About the job
Location: Cambridge, MA (Eastern Time / UTC -4). Relocation support available, or remote considered for out-of-state candidates.
Start date: ASAP
Languages: English (required)
About Pragmatike
Pragmatike is a fast-growing AI startup, recognized by GTM Capital as a Top 10 GenAI company. Founded by researchers from MIT CSAIL, the team focuses on developing advanced AI systems for real-world impact.
Role Overview: Principal Machine Learning Operations Engineer
This senior role shapes the architecture and scaling of Pragmatike’s machine learning infrastructure. The Principal ML Ops Engineer leads the design, implementation, and optimization of production AI systems, managing the full lifecycle from model training and evaluation to deployment, monitoring, and ongoing improvement.
Expect close collaboration with AI researchers, GPU systems engineers, backend developers, and product teams. The work centers on building reliable, efficient, and automated ML platforms that support large-scale AI deployments.
Key Responsibilities
- Architect, build, and improve the end-to-end ML Ops pipeline: training, fine-tuning, evaluation, rollout, and monitoring.

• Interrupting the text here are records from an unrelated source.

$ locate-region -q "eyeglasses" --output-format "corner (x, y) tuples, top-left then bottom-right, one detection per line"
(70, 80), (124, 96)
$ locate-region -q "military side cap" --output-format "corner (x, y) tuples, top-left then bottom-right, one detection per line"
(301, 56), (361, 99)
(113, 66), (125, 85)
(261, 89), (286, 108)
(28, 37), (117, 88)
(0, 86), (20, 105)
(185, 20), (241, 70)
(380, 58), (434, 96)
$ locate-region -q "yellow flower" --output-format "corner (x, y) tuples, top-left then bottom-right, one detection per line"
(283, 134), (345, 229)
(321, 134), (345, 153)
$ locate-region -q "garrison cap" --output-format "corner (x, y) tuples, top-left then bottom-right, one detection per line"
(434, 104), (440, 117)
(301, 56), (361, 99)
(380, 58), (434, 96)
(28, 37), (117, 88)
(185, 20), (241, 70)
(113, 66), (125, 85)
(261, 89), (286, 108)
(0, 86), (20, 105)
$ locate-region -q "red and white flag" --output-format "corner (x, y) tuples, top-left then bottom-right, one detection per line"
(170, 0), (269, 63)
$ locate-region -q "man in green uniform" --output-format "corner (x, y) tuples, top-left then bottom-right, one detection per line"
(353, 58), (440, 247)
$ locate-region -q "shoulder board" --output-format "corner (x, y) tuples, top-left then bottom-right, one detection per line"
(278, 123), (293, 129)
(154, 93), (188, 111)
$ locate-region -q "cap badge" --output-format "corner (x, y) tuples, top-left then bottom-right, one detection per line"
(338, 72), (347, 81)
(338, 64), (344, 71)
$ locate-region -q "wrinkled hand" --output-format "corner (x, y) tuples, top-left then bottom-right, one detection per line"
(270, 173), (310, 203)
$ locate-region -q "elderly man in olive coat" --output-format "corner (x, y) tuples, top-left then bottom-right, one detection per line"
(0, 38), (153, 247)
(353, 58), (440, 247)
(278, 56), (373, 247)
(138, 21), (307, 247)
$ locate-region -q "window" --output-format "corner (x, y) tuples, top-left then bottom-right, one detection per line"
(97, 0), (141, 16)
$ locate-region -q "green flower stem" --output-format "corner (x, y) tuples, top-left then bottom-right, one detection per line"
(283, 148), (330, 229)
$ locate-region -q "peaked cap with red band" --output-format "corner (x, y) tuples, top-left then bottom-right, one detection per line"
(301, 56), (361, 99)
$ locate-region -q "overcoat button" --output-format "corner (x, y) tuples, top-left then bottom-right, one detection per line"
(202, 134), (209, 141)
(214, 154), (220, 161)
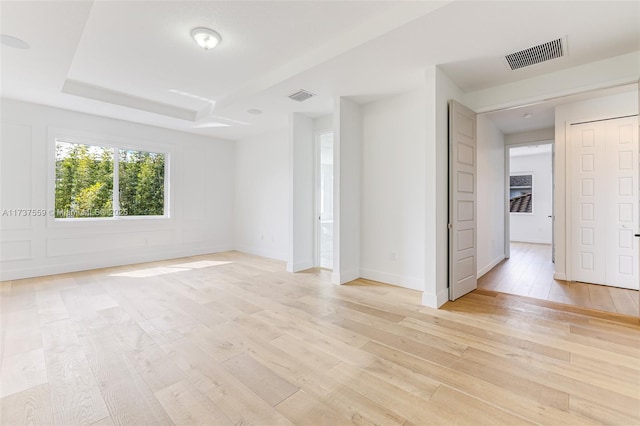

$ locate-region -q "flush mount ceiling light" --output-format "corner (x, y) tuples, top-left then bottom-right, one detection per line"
(191, 27), (222, 50)
(0, 34), (31, 50)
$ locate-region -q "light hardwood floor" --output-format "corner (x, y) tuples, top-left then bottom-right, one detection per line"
(478, 243), (640, 317)
(0, 252), (640, 426)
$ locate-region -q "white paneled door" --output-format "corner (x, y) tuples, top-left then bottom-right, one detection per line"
(449, 101), (478, 300)
(571, 117), (640, 289)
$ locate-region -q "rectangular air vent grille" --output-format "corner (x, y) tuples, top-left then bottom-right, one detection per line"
(505, 38), (566, 70)
(289, 90), (315, 102)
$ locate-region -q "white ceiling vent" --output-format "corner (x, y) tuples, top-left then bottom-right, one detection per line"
(504, 37), (567, 70)
(289, 89), (315, 102)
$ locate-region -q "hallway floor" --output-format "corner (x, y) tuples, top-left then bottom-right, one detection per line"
(478, 242), (639, 316)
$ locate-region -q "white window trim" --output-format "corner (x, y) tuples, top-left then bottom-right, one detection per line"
(509, 172), (536, 216)
(46, 127), (174, 228)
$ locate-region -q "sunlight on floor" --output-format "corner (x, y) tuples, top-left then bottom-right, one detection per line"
(110, 260), (233, 278)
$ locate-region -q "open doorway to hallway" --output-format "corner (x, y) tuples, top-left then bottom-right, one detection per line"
(478, 242), (639, 316)
(478, 88), (640, 316)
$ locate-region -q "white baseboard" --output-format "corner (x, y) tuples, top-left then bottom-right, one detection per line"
(287, 260), (314, 272)
(331, 270), (360, 285)
(0, 244), (233, 281)
(511, 239), (551, 244)
(234, 245), (287, 262)
(478, 254), (505, 278)
(422, 288), (449, 309)
(360, 269), (424, 291)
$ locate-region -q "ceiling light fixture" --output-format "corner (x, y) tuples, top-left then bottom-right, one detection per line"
(191, 27), (222, 50)
(0, 34), (31, 50)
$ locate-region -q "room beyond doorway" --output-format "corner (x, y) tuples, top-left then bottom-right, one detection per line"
(316, 132), (333, 269)
(478, 242), (640, 316)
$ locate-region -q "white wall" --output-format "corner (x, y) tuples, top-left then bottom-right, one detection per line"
(234, 129), (291, 260)
(554, 88), (638, 280)
(0, 99), (235, 280)
(422, 66), (462, 308)
(476, 115), (505, 277)
(331, 98), (362, 284)
(509, 149), (553, 244)
(360, 91), (426, 290)
(504, 127), (556, 145)
(287, 113), (316, 272)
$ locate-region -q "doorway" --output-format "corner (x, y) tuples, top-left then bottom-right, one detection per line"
(316, 132), (333, 269)
(505, 141), (554, 262)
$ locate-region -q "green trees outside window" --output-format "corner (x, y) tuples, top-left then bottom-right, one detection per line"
(55, 141), (166, 218)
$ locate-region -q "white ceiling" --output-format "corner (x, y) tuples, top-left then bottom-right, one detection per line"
(0, 0), (640, 139)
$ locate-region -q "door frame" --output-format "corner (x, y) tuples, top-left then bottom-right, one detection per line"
(313, 130), (335, 268)
(564, 115), (640, 285)
(504, 139), (556, 263)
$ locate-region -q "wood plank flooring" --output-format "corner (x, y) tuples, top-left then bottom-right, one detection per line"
(478, 243), (640, 317)
(0, 252), (640, 426)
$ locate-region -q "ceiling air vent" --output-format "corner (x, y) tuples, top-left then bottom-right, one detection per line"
(504, 38), (567, 70)
(289, 89), (315, 102)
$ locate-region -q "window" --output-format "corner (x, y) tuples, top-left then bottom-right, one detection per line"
(55, 140), (166, 219)
(509, 174), (533, 213)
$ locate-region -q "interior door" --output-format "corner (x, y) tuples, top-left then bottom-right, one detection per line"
(316, 132), (333, 269)
(605, 117), (640, 289)
(448, 101), (478, 300)
(571, 122), (606, 284)
(571, 117), (640, 289)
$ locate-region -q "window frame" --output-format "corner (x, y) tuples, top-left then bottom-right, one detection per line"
(47, 128), (173, 227)
(508, 172), (535, 216)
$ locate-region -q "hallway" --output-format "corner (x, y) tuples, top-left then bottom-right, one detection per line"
(478, 242), (639, 316)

- Design and maintain infrastructure for model deployment, version control, reproducibility, and orchestration across cloud and on-premises GPU clusters.
- Optimize distributed systems for computational efficiency, including Kubernetes, autoscaling, caching, GPU allocation, and checkpointing workflows.
- Establish observability for ML systems: monitor model drift, performance, throughput, reliability, and operational costs.
- Automate workflows for dataset curation, labeling, feature engineering, evaluation, and CI/CD for ML models.
- Work with researchers to bring models into production and improve training and inference pipelines.
- Set internal ML Ops standards, best practices, and develop cross-team tools.
- Mentor engineers and provide architectural guidance across the AI platform.
Requirements
- Significant hands-on experience designing and operating production ML systems at scale (Staff or Principal level).
- Deep knowledge of ML Ops, distributed systems, and cloud infrastructure.